La consternación se apoderó de los investigadores franceses. ¿De dónde provenía aquel desastre? ¿Qué error habían cometido? ¿A qué nivel? ¿En la alimentación, en el calentamiento, en la respiración de los cultivos? ¿Había podido un cuerpo extraño contaminar las pipetas, los tubos, los filtros? Jean-Claude Chermann y Françoise Barré-Sinoussi comprobaron una tras otra todas las posibilidades. No pudieron hallar ninguna causa accidental. Fue entonces cuando una misma intuición vino a sus mentes: ¿y si el responsable de la catástrofe fuese el propio retrovirus? ¿Aquel cuya existencia se empeñaban en demostrar mediante la presencia de la enzima que le servía de vehículo para introducirse en el núcleo de las células? Esta posibilidad les produjo vértigo. Si el agente que mataba sus cultivos de glóbulos blancos era realmente un retrovirus, se trataba de un retrovirus desconocido, porque se comportaba al revés que el primer retrovirus humano descubierto por Robert Gallo y que todos los retrovirus hallados en los animales. En lugar de desencadenar la alocada y anárquica proliferación de los glóbulos blancos infectados por él, como en el caso de la leucemia, los mataba, simplemente.

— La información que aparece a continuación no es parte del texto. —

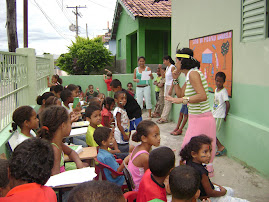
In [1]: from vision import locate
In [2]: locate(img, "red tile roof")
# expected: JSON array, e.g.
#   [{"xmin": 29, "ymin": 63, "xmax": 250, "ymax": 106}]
[{"xmin": 120, "ymin": 0, "xmax": 172, "ymax": 18}]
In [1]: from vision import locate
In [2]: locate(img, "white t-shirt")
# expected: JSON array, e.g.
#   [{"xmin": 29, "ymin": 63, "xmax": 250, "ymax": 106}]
[
  {"xmin": 9, "ymin": 129, "xmax": 36, "ymax": 151},
  {"xmin": 212, "ymin": 88, "xmax": 229, "ymax": 118},
  {"xmin": 113, "ymin": 107, "xmax": 130, "ymax": 144},
  {"xmin": 62, "ymin": 102, "xmax": 73, "ymax": 114},
  {"xmin": 165, "ymin": 64, "xmax": 175, "ymax": 86}
]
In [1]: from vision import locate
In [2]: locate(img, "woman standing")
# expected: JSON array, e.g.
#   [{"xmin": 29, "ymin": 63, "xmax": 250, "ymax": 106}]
[
  {"xmin": 166, "ymin": 48, "xmax": 216, "ymax": 176},
  {"xmin": 157, "ymin": 55, "xmax": 176, "ymax": 123},
  {"xmin": 133, "ymin": 56, "xmax": 153, "ymax": 118}
]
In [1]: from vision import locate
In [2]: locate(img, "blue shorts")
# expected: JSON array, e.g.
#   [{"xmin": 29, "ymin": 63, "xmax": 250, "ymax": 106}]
[
  {"xmin": 130, "ymin": 116, "xmax": 142, "ymax": 131},
  {"xmin": 180, "ymin": 105, "xmax": 188, "ymax": 114}
]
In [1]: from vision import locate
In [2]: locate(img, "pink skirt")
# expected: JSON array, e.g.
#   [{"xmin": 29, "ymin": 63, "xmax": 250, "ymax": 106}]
[{"xmin": 181, "ymin": 112, "xmax": 216, "ymax": 174}]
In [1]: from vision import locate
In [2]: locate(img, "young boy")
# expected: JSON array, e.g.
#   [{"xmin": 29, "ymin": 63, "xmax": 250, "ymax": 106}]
[
  {"xmin": 85, "ymin": 104, "xmax": 103, "ymax": 147},
  {"xmin": 110, "ymin": 79, "xmax": 142, "ymax": 131},
  {"xmin": 93, "ymin": 127, "xmax": 129, "ymax": 186},
  {"xmin": 85, "ymin": 104, "xmax": 120, "ymax": 156},
  {"xmin": 61, "ymin": 89, "xmax": 74, "ymax": 114},
  {"xmin": 68, "ymin": 181, "xmax": 125, "ymax": 202},
  {"xmin": 50, "ymin": 85, "xmax": 64, "ymax": 98},
  {"xmin": 127, "ymin": 82, "xmax": 135, "ymax": 97},
  {"xmin": 85, "ymin": 85, "xmax": 99, "ymax": 102},
  {"xmin": 0, "ymin": 138, "xmax": 57, "ymax": 202},
  {"xmin": 152, "ymin": 66, "xmax": 166, "ymax": 118},
  {"xmin": 103, "ymin": 69, "xmax": 112, "ymax": 97},
  {"xmin": 137, "ymin": 147, "xmax": 175, "ymax": 202},
  {"xmin": 212, "ymin": 72, "xmax": 230, "ymax": 156},
  {"xmin": 0, "ymin": 159, "xmax": 10, "ymax": 197},
  {"xmin": 169, "ymin": 165, "xmax": 200, "ymax": 202}
]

¿Era posible que existiese un retrovirus humano de una familia muy distinta de la del retrovirus descubierto por el científico norteamericano? La hipótesis, en efecto, era como para dar vértigo. Si se confirmaba, ¡qué bomba en el camino de la investigación médica! ¡Qué consagración para el equipo de la sala Bru! ¡Y qué angustia, también! «La muerte de los linfocitos del joven estilista amenazaba con privarnos del objeto mismo de nuestro descubrimiento —explica Jean-Claude Chermann—. Seguro que desembocaría en la destrucción del virus que aquellos linfocitos albergaban. Al acabarse las células, se acabarían los virus». Para conjurar esta catástrofe había que tratar con toda urgencia de prolongar la vida de los cultivos agonizantes con una aportación de células sanas.

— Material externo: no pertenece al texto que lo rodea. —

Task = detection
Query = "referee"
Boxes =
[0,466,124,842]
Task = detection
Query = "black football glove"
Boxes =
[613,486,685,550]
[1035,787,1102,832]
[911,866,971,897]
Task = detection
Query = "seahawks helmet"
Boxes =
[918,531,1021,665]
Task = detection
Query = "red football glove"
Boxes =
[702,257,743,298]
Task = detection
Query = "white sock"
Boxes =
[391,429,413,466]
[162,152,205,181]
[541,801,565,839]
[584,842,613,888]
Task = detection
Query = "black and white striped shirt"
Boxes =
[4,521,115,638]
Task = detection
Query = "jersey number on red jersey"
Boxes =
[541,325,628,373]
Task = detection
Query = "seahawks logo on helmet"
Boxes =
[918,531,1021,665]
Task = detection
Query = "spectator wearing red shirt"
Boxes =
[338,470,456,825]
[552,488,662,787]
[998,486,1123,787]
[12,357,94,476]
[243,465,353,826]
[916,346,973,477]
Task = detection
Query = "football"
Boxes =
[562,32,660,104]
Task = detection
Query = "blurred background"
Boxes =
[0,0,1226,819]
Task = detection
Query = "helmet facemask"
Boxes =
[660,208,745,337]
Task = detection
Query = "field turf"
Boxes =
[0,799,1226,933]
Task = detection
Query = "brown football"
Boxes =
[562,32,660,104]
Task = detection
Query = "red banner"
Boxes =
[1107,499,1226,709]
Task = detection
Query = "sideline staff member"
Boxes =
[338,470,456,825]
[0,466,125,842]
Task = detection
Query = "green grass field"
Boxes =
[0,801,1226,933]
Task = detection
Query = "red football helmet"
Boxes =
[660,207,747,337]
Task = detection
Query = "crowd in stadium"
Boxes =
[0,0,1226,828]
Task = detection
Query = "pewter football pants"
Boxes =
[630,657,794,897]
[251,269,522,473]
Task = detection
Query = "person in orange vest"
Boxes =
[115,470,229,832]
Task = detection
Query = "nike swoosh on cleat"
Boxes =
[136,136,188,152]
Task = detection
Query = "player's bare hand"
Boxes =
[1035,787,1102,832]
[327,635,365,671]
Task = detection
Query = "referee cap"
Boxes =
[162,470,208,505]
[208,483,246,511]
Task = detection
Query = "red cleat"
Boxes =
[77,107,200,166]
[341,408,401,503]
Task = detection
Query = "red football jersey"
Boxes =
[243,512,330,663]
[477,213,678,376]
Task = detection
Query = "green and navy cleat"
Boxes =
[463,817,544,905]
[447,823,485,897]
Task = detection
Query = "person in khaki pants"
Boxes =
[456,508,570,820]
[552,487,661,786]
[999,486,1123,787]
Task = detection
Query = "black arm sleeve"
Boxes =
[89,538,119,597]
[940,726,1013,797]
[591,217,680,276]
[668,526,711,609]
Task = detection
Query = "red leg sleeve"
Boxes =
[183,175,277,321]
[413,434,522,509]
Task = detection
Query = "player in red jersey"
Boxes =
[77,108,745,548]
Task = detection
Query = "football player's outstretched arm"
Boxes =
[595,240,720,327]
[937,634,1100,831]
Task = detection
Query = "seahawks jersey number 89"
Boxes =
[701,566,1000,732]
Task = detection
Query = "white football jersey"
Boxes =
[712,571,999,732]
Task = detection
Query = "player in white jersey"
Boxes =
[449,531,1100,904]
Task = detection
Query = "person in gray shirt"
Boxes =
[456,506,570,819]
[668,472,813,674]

Los incubadores y las congeladoras de un laboratorio siempre rebosan células en cultivo destinadas a los diferentes programas de investigación que están en marcha. Los de Jean-Claude Chermann contenían aquel invierno un gran número de células de ratones, de visones y de otros mamíferos de piel. ¿Resucitaría el virus del estilista enfermo con el contacto de esas células animales? ¿Querría sitiarlas? ¿Sería capaz de forzar el acceso, de infiltrarse en su núcleo, de obligarlas a reproducirse? Todas las tentativas se saldaron con un fracaso. Sólo una aportación de células humanas podría evitar, tal vez, aquel desastre.